Rate Hike To Help Mombasa Remain Number One
BMI View: BMI believes that a planned rate increase at the Kenyan port of Mombasa could meet with resistance by shippers at the facility, a key entry point for East African trade. However, over the longer term we believe that the extra revenue generated by the hike, so long as it is invested efficiently in the port's future development, will enable shippers to offset the extra charges by the efficiency the improvements will offer to the congested port. Further, any improvements will ensure the Port of Mombasa continues to compete effectively with its key competitor, the Tanzanian port of Dar es Salaam.
The Kenya Ports Authority (KPA) has announced plans to increase its cargo-handling tariffs by 10%. BMI notes that last time a rates increase was introduced, in 2007, resistance from shippers using the port meant that the hike did not come into effect until 2008. This time, however, KPA managing director Gichiri Ndua told Reuters: 'We were careful to engage every interested party and accommodated their views as we set the new tariffs so we should not have a problem adjusting to the new rates.'
Ndua added that the KPA's annual revenue would be raised by 5% to US$303.65mn by the rate increase, and this would improve services at the port including stevedoring, shore handling and storage services. BMI notes that the extra revenue will also help fund the long-awaited second container terminal at the port; the construction of which is scheduled to be commissioned by end-November. The project is expected to include an investment of KES28bn (US$326mn) and is aimed at increasing the port's handling capacity and enhancing container operations. The port is also carrying out several projects in the areas of infrastructure improvement and equipment upgrading with the aim of handling current volumes and future growth. The new terminal is designed to have an annual handling capacity of 1.2mn twenty-foot equivalent units and is likely to create at least 1,000 direct and approximately 4,000 indirect job opportunities.

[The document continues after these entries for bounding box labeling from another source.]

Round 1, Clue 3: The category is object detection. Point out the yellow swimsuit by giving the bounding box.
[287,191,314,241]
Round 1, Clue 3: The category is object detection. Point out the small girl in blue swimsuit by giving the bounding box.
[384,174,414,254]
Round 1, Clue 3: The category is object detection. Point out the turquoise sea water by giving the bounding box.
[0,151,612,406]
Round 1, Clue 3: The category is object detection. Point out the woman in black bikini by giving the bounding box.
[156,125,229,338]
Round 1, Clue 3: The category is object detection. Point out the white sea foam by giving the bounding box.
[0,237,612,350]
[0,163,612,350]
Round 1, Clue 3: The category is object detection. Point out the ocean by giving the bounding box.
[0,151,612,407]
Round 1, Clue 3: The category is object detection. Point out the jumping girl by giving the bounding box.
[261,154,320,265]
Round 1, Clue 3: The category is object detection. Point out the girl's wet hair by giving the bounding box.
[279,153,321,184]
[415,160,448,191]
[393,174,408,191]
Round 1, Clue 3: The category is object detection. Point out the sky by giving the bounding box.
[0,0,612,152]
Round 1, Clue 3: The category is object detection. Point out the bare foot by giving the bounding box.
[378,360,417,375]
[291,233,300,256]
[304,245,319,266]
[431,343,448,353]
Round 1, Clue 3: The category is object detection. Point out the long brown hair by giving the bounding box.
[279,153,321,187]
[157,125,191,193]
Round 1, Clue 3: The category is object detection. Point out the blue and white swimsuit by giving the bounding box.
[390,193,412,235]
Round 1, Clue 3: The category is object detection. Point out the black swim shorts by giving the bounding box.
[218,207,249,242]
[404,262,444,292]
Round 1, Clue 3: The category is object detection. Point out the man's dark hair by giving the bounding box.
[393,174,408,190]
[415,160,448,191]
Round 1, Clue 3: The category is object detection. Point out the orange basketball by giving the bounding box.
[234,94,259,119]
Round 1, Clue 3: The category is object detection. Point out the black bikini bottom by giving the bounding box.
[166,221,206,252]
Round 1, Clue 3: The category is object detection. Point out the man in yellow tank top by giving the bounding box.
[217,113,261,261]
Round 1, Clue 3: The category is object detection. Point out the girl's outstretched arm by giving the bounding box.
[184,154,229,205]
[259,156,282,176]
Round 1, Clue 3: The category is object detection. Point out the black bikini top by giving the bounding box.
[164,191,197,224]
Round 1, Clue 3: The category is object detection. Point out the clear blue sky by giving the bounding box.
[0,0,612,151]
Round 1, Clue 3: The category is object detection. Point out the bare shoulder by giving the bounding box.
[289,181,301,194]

We note that these investments are much needed. The port operates above its nominal operating capacity, and this has led to repeated issues with congestion in recent years. Frequent strikes by discontented workers - the latest took place at the start of November as long-term staff on temporary contracts sought to gain permanent positions - further disrupt operations at the facility.
|Strong Growth To Continue|
|Port of Mombasa TEU Throughput|
Despite these inefficiencies and disruptions Mombasa has managed to achieve impressive growth. Box throughput at the facility grew by 10.7% in 2011, to 770,000 twenty-foot equivalent units (TEUs). In H112 year-on-year growth in container handling was a further 24%. The port benefits massively from being one of two key transit ports for East African Community (EAC) trade; Kenya plays a transit role for containers travelling to and from bloc-members Uganda, Rwanda, Burundi and parts of Tanzania, in addition to the DRC, Ethiopia and the world's newest nation, South Sudan.

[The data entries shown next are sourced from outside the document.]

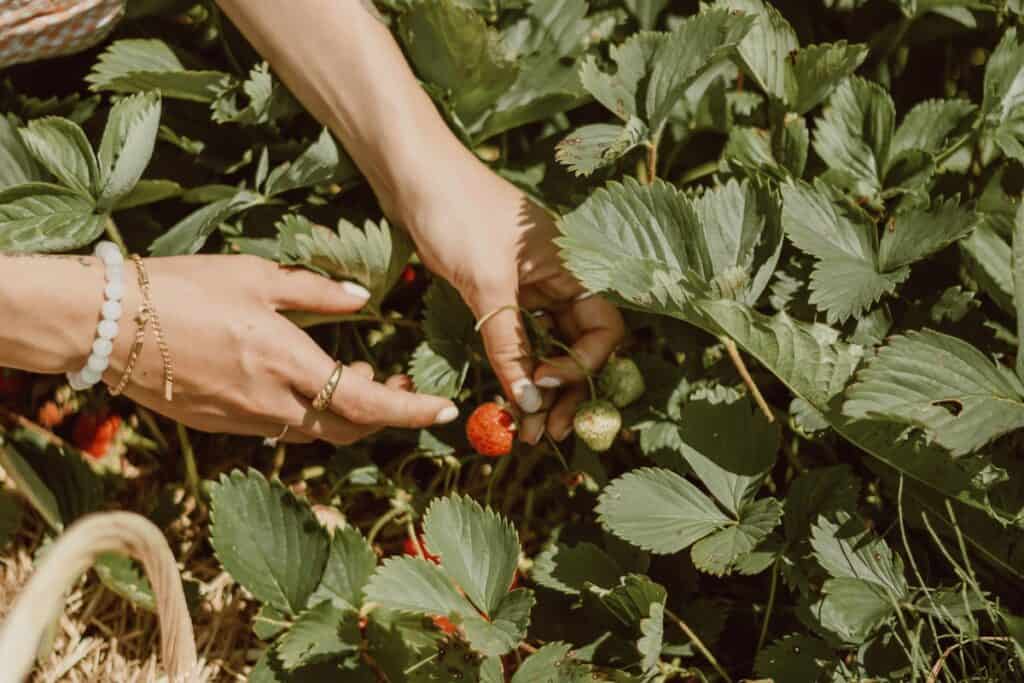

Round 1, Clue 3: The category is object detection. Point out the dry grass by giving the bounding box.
[0,481,268,683]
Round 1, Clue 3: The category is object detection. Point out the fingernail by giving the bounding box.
[512,377,544,413]
[341,281,370,301]
[434,405,459,425]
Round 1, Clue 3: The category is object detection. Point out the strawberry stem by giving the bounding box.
[719,337,775,422]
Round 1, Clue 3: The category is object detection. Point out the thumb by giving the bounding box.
[269,268,370,315]
[473,288,543,413]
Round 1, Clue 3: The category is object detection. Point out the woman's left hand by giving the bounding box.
[390,143,625,443]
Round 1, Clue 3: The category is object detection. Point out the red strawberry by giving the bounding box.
[36,400,65,429]
[466,402,515,458]
[401,533,441,564]
[72,413,121,460]
[0,368,25,396]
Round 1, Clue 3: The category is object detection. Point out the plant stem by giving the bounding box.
[718,337,775,422]
[665,607,732,683]
[105,214,128,254]
[647,142,657,185]
[754,560,778,658]
[678,160,718,185]
[175,422,199,502]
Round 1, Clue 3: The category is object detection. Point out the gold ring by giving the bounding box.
[313,360,345,411]
[263,425,289,449]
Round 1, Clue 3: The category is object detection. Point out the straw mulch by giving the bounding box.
[0,481,260,683]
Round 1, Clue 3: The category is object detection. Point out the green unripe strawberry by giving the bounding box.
[572,400,623,453]
[598,358,645,408]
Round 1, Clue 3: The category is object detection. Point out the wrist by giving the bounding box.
[0,254,105,374]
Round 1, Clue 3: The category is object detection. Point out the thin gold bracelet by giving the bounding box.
[131,254,174,402]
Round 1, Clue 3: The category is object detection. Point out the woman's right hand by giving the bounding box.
[90,255,458,443]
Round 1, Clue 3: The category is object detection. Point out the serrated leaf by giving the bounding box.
[843,330,1024,456]
[680,389,779,515]
[273,602,361,671]
[150,189,266,256]
[85,39,227,102]
[811,579,894,644]
[463,588,536,656]
[263,128,359,197]
[754,633,836,681]
[889,99,978,158]
[278,214,413,310]
[423,495,519,615]
[811,510,909,598]
[210,61,302,126]
[814,78,896,197]
[690,498,782,577]
[879,199,980,270]
[0,114,46,190]
[365,557,472,616]
[0,183,103,252]
[309,526,377,610]
[783,465,860,543]
[529,542,626,595]
[22,116,99,198]
[113,180,184,211]
[556,178,779,304]
[410,279,479,398]
[398,0,518,128]
[595,468,730,554]
[555,117,648,176]
[210,470,330,614]
[96,92,161,209]
[1010,204,1024,381]
[92,553,157,613]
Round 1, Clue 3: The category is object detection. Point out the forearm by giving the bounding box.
[218,0,469,219]
[0,254,103,374]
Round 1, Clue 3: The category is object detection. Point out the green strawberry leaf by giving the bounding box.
[85,39,233,102]
[409,279,479,398]
[423,495,520,616]
[150,189,266,256]
[596,467,731,555]
[278,214,413,311]
[96,92,161,209]
[210,470,330,615]
[273,602,361,671]
[22,116,99,198]
[309,527,377,610]
[0,182,103,252]
[843,330,1024,456]
[690,498,782,577]
[365,557,466,616]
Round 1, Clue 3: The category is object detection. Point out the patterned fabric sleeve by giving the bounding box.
[0,0,125,68]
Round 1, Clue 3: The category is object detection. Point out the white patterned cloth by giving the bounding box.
[0,0,125,68]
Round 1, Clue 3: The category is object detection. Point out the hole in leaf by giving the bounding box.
[932,398,964,418]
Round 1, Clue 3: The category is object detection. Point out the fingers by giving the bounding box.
[266,267,370,315]
[534,297,626,388]
[548,384,587,441]
[474,292,543,415]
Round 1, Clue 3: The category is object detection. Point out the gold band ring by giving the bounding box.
[263,425,289,449]
[313,360,345,411]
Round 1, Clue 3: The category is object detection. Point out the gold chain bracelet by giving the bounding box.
[111,259,174,402]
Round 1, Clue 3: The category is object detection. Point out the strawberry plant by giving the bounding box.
[0,0,1024,683]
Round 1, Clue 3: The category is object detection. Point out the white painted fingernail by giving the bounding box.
[512,377,544,413]
[341,281,370,301]
[434,405,459,425]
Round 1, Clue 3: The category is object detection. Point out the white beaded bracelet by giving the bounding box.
[68,241,125,391]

However, this transit trade is not guaranteed, particularly for those volumes bound for Rwanda and Burundi and northern Tanzania - those regions which the Port of Dar es Salaam can compete. Although the Tanzanian port's throughput is considerably less than the Port of Mombasa - 475,000 TEUs in 2011 - Tanzania's score on the Liner Connectivity Index, which measures how connected a country is to international container shipping services, is not far behind Kenya's. In 2012 Tanzania scored 11.1 to Kenya's 11.8. The Port of Mombasa is constantly challenged by its regional competitor for container volumes, especially the lucrative EAC transit trade. Thankfully for Mombasa, the Port of Dar es Salaam suffers from much the same issues as the Kenyan port.
|Neck And Neck|
|Kenya & Tanzania's Liner Connectivity Index Scores|
Here also congestion is a problem as the port's growth in volumes has not been supported by sufficient investment in expansion. Bolloré Africa Logistics managing director for East Africa told a recent conference in Tanzania how expansion for Dar es Salaam is crucial if it is to continue to compete: 'The port needs to be expanded. If you ask me where the competition is, I would tell you that Beira [in Mozambique] and the Port of Mombasa are now capitalising on that.'
Furthermore, one point on which the Port of Dar es Salaam loses out to Mombasa is on costs incurred by shippers once on the inland transport corridors. According to a recent study by Transparency International, Tanzanian transport companies pay nearly US$13,000 each month on bribes to authorities to ensure efficient progress through checks and roadblocks, in contrast to the Kenyan average of US$6,715. According to the organisation, drivers budget for bribes when leaving Indian Ocean ports. With costs of bribes likely passed on to customers, Mombasa becomes a more attractive entry point for EAC transit trade.
We believe that the rate hike at Mombasa, while maybe painful to users of the port in the short term, will ultimately benefit customers as it will enable the KPA to continue to improve and invest in its facilities. This will help it remain the port of choice in the East African region. Over our medium-term forecast period, from 2013 to 2017, we project that growth in box throughput at the port will average 7.7% per annum, rising to 1.36mn TEUs in 2017. Given the continued growth expected in East African trade and economies (especially as the region's gas export industry develops), and the development of the second container terminal, risks to this outlook are to the upside.